Alfred Ried twisted the delicate note-paper thoughtfully in his hand, a look of perplexity on his face. He felt committed for labor; glad was he, very, yet perplexed. He did not in the least know where to commence. Well, neither had this little lady; yet she had accomplished more in her one day's acquaintance than he after a lapse of weeks. Either she had found opportunities, or had made them. There must be chances; he would be sure to keep his eyes open after this.
In the handsome house on East Fifty-fifth Street, where Mr. Roberts had settled his bride, after a somewhat extended business tour, involving months of absence, matters were in train for a cosy evening in the library. That was the name of the beautiful room where the husband and wife sat down together; but it was quite unlike the conventional library. Books there were in lavish abundance, but there were also pictures and flowers and a singing-bird or two, and an utter absence of that severe attention to business details which characterizes most rooms so named. Little prettinesses, which Mr. Roberts smilingly admitted did not belong to a library, were yet established there, with an air of having come to stay. “We will call it the library for convenience,” the master of the house said, “and then we will put into it whatever we please. It shall be a conservatory, and a sewing-room and a lounging-room and anything else that you and I choose to make it.” And Mrs. Roberts gleefully assented, and gave free rein to her pretty tastes. Flossy Shipley had been wont to be much trammelled with the ways in which “they” did everything; but Mrs. Evan Roberts was learning that, in unimportant matters at least, they had a right to be a law unto themselves. Perhaps it helped her, to be aware that a large class of people were all ready to quote “Mrs. Evan Roberts” as authority on almost any point of taste.

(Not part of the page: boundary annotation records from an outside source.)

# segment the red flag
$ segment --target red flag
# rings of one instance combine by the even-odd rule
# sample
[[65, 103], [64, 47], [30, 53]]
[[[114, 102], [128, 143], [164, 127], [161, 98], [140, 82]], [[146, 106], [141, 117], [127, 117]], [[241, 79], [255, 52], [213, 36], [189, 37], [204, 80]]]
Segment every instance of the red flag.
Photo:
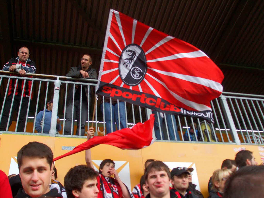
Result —
[[199, 49], [110, 10], [98, 94], [213, 121], [210, 102], [223, 78]]
[[53, 161], [89, 149], [100, 144], [110, 144], [122, 149], [140, 149], [152, 143], [154, 115], [143, 123], [139, 122], [131, 128], [116, 131], [105, 136], [94, 137], [78, 146], [72, 150], [57, 157]]

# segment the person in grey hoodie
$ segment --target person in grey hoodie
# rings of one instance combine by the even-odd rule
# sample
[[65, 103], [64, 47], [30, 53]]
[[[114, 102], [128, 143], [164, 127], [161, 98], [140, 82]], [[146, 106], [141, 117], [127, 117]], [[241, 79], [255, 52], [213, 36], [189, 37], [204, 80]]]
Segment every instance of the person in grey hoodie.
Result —
[[[47, 109], [45, 111], [45, 121], [44, 122], [43, 133], [49, 133], [50, 130], [50, 124], [51, 123], [51, 116], [52, 114], [52, 107], [53, 102], [52, 101], [50, 101], [47, 103]], [[44, 111], [40, 111], [37, 115], [36, 118], [36, 124], [35, 129], [37, 133], [41, 133], [42, 126], [43, 126], [43, 117]], [[57, 132], [62, 130], [62, 126], [60, 125], [60, 122], [59, 117], [57, 116], [57, 126], [56, 130]]]

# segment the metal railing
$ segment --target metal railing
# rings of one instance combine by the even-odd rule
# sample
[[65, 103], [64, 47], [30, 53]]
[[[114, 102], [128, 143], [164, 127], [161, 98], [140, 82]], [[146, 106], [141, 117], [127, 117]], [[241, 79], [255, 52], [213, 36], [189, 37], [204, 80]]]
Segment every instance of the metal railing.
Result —
[[[6, 74], [12, 73], [4, 71], [0, 72]], [[0, 122], [10, 82], [15, 87], [19, 83], [25, 86], [27, 82], [32, 82], [28, 97], [30, 98], [33, 96], [33, 98], [27, 101], [23, 131], [27, 134], [44, 134], [47, 133], [46, 135], [76, 137], [81, 135], [81, 137], [83, 137], [81, 136], [84, 135], [84, 127], [86, 130], [94, 123], [92, 125], [95, 135], [104, 135], [116, 129], [131, 126], [138, 122], [144, 122], [153, 113], [155, 117], [153, 136], [157, 141], [238, 144], [263, 144], [264, 142], [264, 96], [223, 92], [220, 97], [211, 102], [214, 121], [214, 123], [211, 123], [198, 118], [152, 111], [111, 98], [100, 97], [95, 100], [94, 91], [96, 89], [97, 80], [37, 74], [28, 75], [33, 78], [0, 75], [0, 93], [3, 96], [1, 97], [2, 100], [0, 101], [0, 104], [2, 104]], [[21, 84], [22, 81], [23, 83]], [[83, 88], [84, 91], [80, 91], [80, 97], [77, 96], [81, 101], [85, 93], [86, 96], [84, 98], [87, 99], [87, 102], [79, 102], [76, 104], [76, 95], [73, 93], [76, 90], [80, 89], [82, 90]], [[72, 95], [70, 95], [69, 92]], [[12, 96], [11, 106], [13, 104], [15, 96]], [[23, 97], [21, 97], [20, 102], [18, 102], [19, 106], [17, 107], [18, 115], [14, 131], [8, 130], [7, 124], [5, 130], [2, 132], [21, 133], [18, 132], [17, 129]], [[46, 105], [48, 99], [52, 99], [51, 97], [53, 98], [53, 105], [50, 130], [48, 132], [44, 131], [43, 122], [41, 132], [35, 133], [37, 114], [44, 111], [43, 120], [45, 120]], [[12, 121], [12, 112], [10, 111], [8, 122]], [[69, 120], [69, 116], [73, 118], [75, 115], [77, 117]], [[56, 130], [57, 116], [60, 120], [60, 124], [63, 125], [62, 130], [59, 133]], [[82, 117], [83, 120], [85, 119], [85, 125], [83, 121], [81, 121]], [[32, 131], [29, 131], [26, 129], [27, 124], [31, 122], [33, 124], [33, 129]], [[78, 130], [76, 130], [76, 128]], [[28, 132], [30, 133], [27, 133]]]

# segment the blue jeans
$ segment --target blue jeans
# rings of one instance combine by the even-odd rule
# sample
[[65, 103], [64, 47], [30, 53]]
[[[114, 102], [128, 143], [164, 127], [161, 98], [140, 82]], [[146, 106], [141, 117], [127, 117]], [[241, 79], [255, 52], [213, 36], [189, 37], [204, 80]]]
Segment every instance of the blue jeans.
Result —
[[[159, 120], [160, 124], [160, 129], [161, 131], [161, 135], [162, 136], [162, 139], [164, 139], [164, 135], [162, 130], [163, 126], [163, 124], [165, 124], [165, 120], [164, 118], [161, 117], [159, 112], [153, 111], [152, 113], [154, 114], [154, 117], [155, 120], [154, 122], [154, 130], [155, 132], [155, 135], [157, 140], [161, 140], [161, 133], [159, 130]], [[177, 140], [180, 140], [180, 137], [179, 136], [178, 130], [177, 130], [177, 125], [176, 124], [176, 120], [175, 119], [175, 116], [174, 115], [172, 116], [170, 114], [165, 114], [166, 120], [167, 121], [167, 125], [168, 125], [168, 129], [169, 132], [169, 136], [170, 140], [175, 140], [175, 136], [174, 135], [174, 132], [173, 129], [173, 126], [172, 125], [172, 122], [174, 125], [174, 129], [175, 130], [175, 133], [176, 135]], [[164, 123], [163, 123], [164, 122]]]
[[[110, 104], [109, 102], [105, 103], [105, 128], [106, 129], [106, 133], [111, 133], [111, 115], [110, 111]], [[103, 114], [103, 104], [101, 104], [101, 111]], [[112, 104], [112, 124], [113, 125], [113, 132], [115, 131], [116, 127], [115, 122], [116, 122], [117, 130], [119, 130], [119, 124], [118, 122], [118, 110], [117, 103]], [[120, 129], [126, 128], [126, 115], [125, 110], [125, 102], [119, 102], [119, 112], [120, 117]]]

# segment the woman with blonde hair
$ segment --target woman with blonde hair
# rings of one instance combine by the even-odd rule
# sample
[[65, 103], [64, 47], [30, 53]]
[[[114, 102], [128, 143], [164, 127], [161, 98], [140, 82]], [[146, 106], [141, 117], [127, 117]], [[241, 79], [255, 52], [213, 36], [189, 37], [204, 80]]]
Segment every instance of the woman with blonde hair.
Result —
[[212, 192], [210, 193], [208, 198], [218, 198], [223, 197], [225, 182], [232, 172], [228, 169], [217, 169], [213, 174], [212, 181], [213, 184]]

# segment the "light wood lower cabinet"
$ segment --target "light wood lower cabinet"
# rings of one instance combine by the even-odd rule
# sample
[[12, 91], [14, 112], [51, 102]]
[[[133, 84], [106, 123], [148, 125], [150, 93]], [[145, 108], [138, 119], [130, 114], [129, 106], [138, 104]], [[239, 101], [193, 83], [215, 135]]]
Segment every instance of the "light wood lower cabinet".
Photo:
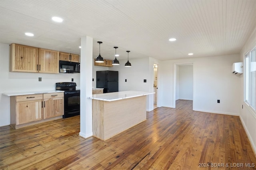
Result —
[[42, 100], [20, 102], [16, 104], [17, 123], [20, 124], [42, 120]]
[[64, 97], [63, 93], [44, 94], [44, 119], [63, 115]]
[[62, 118], [64, 93], [44, 94], [10, 96], [11, 126], [19, 129]]

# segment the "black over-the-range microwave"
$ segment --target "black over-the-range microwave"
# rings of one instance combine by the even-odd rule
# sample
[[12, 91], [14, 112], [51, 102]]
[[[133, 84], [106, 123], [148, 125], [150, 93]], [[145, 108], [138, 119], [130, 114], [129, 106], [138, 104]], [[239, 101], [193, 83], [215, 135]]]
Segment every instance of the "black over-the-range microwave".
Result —
[[80, 63], [60, 60], [59, 72], [64, 73], [80, 72]]

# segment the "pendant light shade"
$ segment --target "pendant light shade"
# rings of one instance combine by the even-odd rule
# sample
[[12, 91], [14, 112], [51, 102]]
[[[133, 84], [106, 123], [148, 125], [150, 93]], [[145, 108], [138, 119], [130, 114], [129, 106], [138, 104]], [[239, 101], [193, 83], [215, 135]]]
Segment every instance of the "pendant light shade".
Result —
[[117, 60], [117, 59], [116, 59], [116, 49], [118, 47], [114, 47], [116, 49], [116, 55], [115, 55], [116, 58], [114, 60], [112, 61], [112, 65], [119, 65], [119, 61]]
[[96, 60], [95, 60], [95, 62], [96, 63], [104, 63], [104, 59], [101, 57], [100, 55], [100, 44], [102, 43], [101, 41], [98, 41], [98, 43], [100, 44], [100, 55], [99, 56], [96, 58]]
[[128, 53], [128, 61], [126, 62], [126, 63], [125, 63], [125, 65], [124, 65], [124, 66], [127, 67], [130, 67], [132, 66], [132, 64], [131, 64], [129, 62], [129, 53], [130, 52], [130, 51], [126, 51], [126, 52]]

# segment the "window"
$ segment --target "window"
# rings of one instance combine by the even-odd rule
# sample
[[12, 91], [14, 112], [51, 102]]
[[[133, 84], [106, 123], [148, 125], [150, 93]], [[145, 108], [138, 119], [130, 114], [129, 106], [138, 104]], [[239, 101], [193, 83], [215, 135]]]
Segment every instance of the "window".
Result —
[[244, 102], [256, 111], [256, 47], [244, 59]]

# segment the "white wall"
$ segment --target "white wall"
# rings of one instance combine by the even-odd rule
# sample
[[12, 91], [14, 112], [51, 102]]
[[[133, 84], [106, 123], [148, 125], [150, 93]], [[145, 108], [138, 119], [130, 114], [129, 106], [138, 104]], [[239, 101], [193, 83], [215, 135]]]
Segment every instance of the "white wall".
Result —
[[[194, 71], [194, 110], [238, 115], [240, 78], [231, 70], [232, 64], [240, 61], [239, 55], [234, 55], [162, 62], [162, 106], [173, 107], [173, 64], [191, 62]], [[220, 103], [217, 103], [218, 99]]]
[[179, 86], [179, 71], [180, 70], [180, 66], [176, 66], [176, 76], [175, 77], [176, 78], [176, 83], [175, 84], [175, 86], [176, 87], [175, 90], [175, 100], [178, 100], [180, 99], [180, 96], [179, 94], [180, 94], [180, 86]]
[[[55, 83], [71, 82], [80, 87], [80, 74], [42, 74], [9, 72], [9, 45], [0, 44], [0, 126], [10, 124], [10, 97], [2, 93], [53, 90]], [[42, 82], [38, 77], [42, 77]]]
[[[150, 82], [150, 78], [152, 79], [154, 73], [150, 74], [149, 70], [149, 61], [148, 58], [129, 59], [132, 64], [131, 67], [126, 67], [124, 64], [127, 60], [119, 60], [120, 65], [110, 67], [109, 70], [118, 71], [119, 91], [138, 90], [148, 91], [150, 84], [154, 88], [154, 83]], [[153, 72], [153, 66], [152, 66]], [[152, 77], [151, 78], [151, 77]], [[125, 79], [127, 82], [125, 82]], [[144, 82], [144, 79], [147, 80], [147, 82]]]
[[[244, 61], [244, 55], [256, 46], [256, 27], [240, 53], [240, 61]], [[244, 102], [244, 74], [240, 77], [240, 95], [239, 100], [240, 118], [256, 154], [256, 113]], [[243, 105], [242, 109], [242, 105]]]
[[[178, 88], [179, 93], [178, 98], [192, 100], [193, 65], [180, 65], [179, 66], [178, 68], [179, 68], [178, 74], [179, 84]], [[176, 86], [176, 88], [177, 88], [177, 86]], [[177, 94], [176, 95], [177, 96]]]

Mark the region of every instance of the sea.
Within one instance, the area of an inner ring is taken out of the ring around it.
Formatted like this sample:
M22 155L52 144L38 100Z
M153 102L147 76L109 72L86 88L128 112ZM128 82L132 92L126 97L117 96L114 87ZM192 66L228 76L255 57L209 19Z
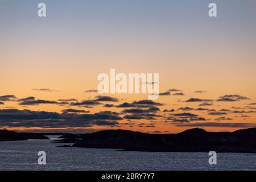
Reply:
M210 165L207 152L152 152L121 149L65 148L69 144L50 140L0 142L0 171L44 170L256 170L256 154L217 153ZM39 164L39 151L46 152L46 164Z

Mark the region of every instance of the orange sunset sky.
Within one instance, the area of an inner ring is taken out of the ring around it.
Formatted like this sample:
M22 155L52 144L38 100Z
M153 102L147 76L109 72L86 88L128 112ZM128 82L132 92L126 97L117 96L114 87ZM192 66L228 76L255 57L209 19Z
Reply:
M1 2L0 129L256 127L255 1L215 1L216 18L208 1L44 1L44 18L36 1ZM111 68L159 73L162 94L88 91Z

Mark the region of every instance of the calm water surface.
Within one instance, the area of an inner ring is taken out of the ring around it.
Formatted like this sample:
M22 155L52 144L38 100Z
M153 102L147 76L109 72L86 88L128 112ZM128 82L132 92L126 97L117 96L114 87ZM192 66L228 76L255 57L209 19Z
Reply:
M63 144L49 140L1 142L0 170L256 170L255 154L217 154L217 164L210 166L204 152L56 147ZM46 152L46 165L38 163L39 151Z

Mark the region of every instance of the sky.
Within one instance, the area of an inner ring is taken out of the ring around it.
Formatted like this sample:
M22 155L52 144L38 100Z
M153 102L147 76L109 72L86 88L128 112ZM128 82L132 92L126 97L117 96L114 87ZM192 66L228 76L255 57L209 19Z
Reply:
M254 0L1 0L0 129L256 127L255 17ZM111 68L159 73L166 94L86 92Z

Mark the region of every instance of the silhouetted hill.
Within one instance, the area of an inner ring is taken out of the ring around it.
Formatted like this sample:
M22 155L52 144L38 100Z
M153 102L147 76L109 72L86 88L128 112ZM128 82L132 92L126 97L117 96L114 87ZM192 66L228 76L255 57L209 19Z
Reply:
M207 132L201 129L176 134L150 134L123 130L81 135L73 147L122 148L165 152L256 152L256 128L234 132Z
M0 130L0 141L26 140L28 139L48 139L44 135L38 133L16 133Z

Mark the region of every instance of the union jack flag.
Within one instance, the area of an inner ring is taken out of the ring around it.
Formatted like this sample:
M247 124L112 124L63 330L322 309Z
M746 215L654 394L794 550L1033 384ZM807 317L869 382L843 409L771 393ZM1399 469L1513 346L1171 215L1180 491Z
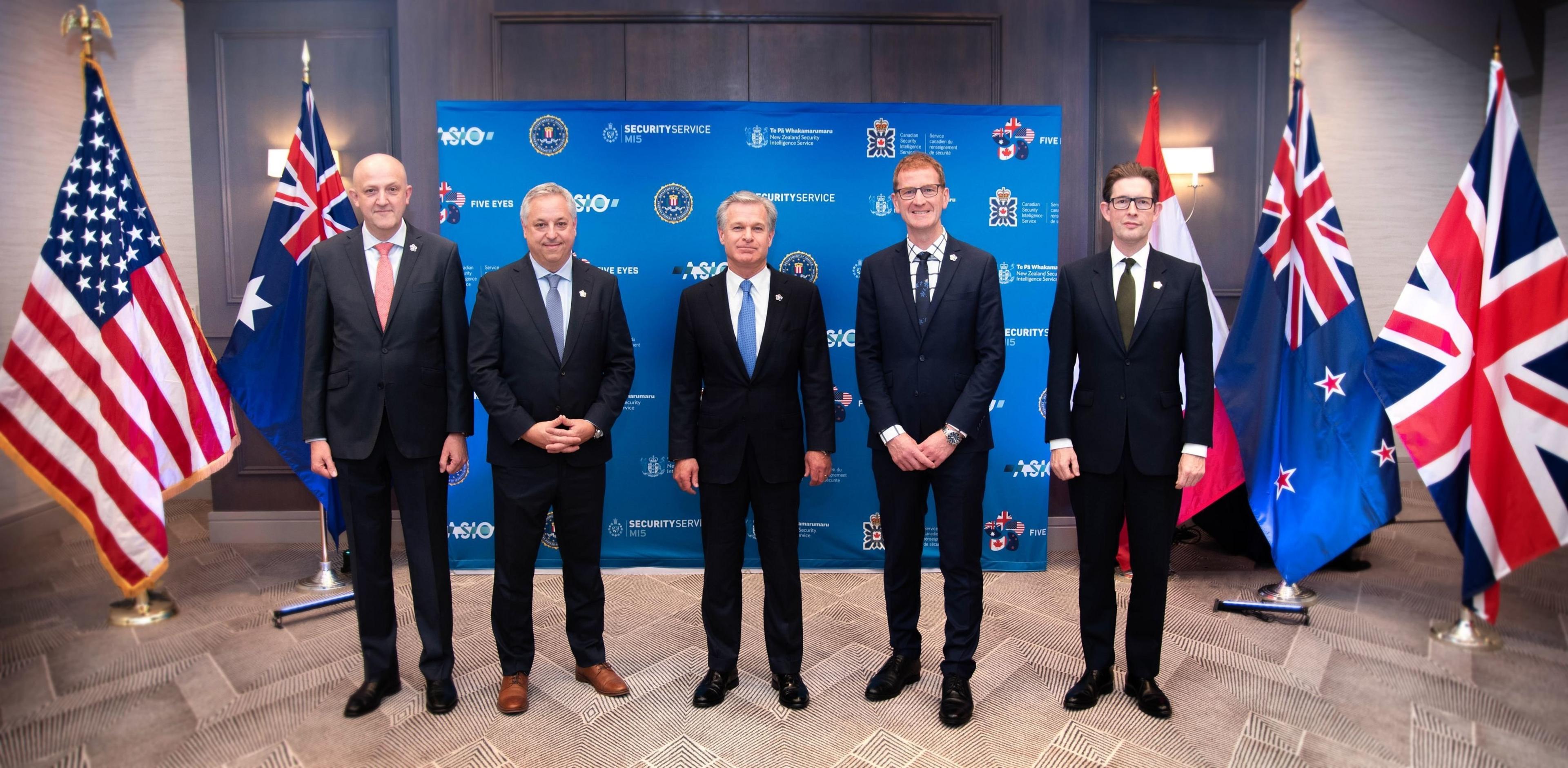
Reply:
M1568 260L1493 61L1486 127L1367 376L1465 553L1461 596L1568 544Z
M0 364L0 450L86 528L125 594L169 564L163 502L240 436L130 163L103 72Z
M1300 80L1256 243L1214 384L1253 516L1294 583L1400 508L1394 433L1361 375L1366 302Z
M310 472L310 447L299 420L304 375L304 298L310 248L354 227L343 177L310 83L303 83L299 124L289 143L289 163L278 179L267 229L256 246L251 281L240 299L229 346L218 371L245 415L321 502L334 541L343 531L337 486Z

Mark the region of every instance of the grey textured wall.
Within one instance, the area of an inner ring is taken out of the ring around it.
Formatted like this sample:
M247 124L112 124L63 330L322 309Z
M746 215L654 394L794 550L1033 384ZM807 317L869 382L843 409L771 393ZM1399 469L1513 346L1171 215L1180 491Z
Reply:
M121 132L194 309L183 6L174 0L99 0L96 8L114 31L94 49ZM80 44L58 34L64 11L58 0L6 0L0 24L0 177L24 190L0 205L0 232L6 234L0 238L0 343L11 339L82 121ZM0 519L47 500L14 464L0 461Z

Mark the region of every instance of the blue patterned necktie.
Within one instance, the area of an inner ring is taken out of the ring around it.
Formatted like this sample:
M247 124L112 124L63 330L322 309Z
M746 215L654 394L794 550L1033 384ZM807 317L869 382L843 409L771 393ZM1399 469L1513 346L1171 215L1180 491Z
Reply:
M561 276L550 273L544 276L550 281L550 290L544 292L544 313L550 318L550 332L555 334L555 354L566 354L566 313L561 312Z
M751 302L751 281L740 281L740 321L735 324L735 343L740 360L746 364L746 376L757 367L757 306Z

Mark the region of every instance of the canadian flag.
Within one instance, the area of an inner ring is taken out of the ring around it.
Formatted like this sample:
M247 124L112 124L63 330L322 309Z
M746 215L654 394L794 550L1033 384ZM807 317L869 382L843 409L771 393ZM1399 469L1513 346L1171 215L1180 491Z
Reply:
M1160 199L1160 216L1154 219L1149 230L1149 248L1167 252L1184 262L1192 262L1203 270L1198 249L1192 245L1192 234L1187 232L1187 218L1181 212L1181 201L1176 197L1176 187L1165 171L1165 155L1160 152L1160 91L1149 96L1149 116L1143 121L1143 141L1138 143L1138 163L1160 172L1160 188L1156 197ZM1209 321L1214 323L1214 364L1220 364L1220 353L1225 350L1225 337L1231 329L1225 324L1225 313L1214 298L1214 285L1209 284L1209 273L1203 273L1203 290L1209 295ZM1185 381L1185 376L1182 376ZM1225 404L1220 403L1220 392L1214 392L1214 444L1209 445L1209 459L1204 462L1203 480L1196 486L1182 491L1181 514L1178 523L1187 522L1192 516L1229 494L1245 481L1242 472L1242 451L1236 444L1236 431L1231 418L1225 415ZM1127 528L1121 528L1121 549L1116 552L1116 563L1123 571L1129 569Z

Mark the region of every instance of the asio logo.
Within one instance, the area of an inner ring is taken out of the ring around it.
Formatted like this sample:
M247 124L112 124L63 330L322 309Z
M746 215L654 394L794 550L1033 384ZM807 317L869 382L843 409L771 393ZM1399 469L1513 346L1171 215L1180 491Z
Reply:
M828 331L828 346L855 346L855 329Z
M485 141L495 138L495 132L494 130L485 130L485 129L480 129L480 127L456 127L456 125L453 125L450 129L436 129L436 138L439 138L441 143L445 144L445 146L448 146L448 147L455 147L455 146L477 147L477 146L483 144Z

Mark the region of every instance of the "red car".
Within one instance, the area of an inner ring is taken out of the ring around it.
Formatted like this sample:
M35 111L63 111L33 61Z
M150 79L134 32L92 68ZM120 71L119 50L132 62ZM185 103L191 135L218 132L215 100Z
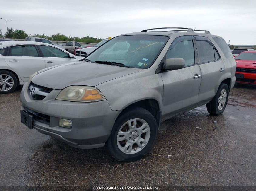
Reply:
M78 47L78 48L76 48L75 50L74 50L74 52L73 53L73 54L74 55L75 55L75 51L77 50L78 49L81 49L81 48L87 48L87 47L91 47L91 46L95 46L95 44L94 44L93 45L85 45L83 46L80 46L80 47Z
M256 51L243 52L235 59L236 82L256 84Z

On the evening in question Mr. Roberts, in dressing-gown and slippers, had drawn his lounging-chair to the drop-light, preparatory to a half-hour of reading aloud. But it transpired that there was something preparatory to that, or at least that must take the precedence. Certain business telegrams followed him home, which required the writing of two or three business letters.
“It will not take me long,” he explained to his wife, “and they are not complicated affairs, so I give you leave to talk right on while I dispatch them.” She laughed at this hint about her fondness for talk, but presently made use of the privilege.
“Evan, what sort of a young man do you consider Mr. Ried?”
“Ried? Who? Oh, my clerk? The very best sort; a most estimable fellow,—one of a thousand. By the way, did you tell him how you became interested in that sister of his?”
“Not yet; I want to get better acquainted. But, Evan, do you know where he boards?”
“Hardly; on Third Avenue somewhere, I believe; or possibly Second. The store register would show. Do you want his address!”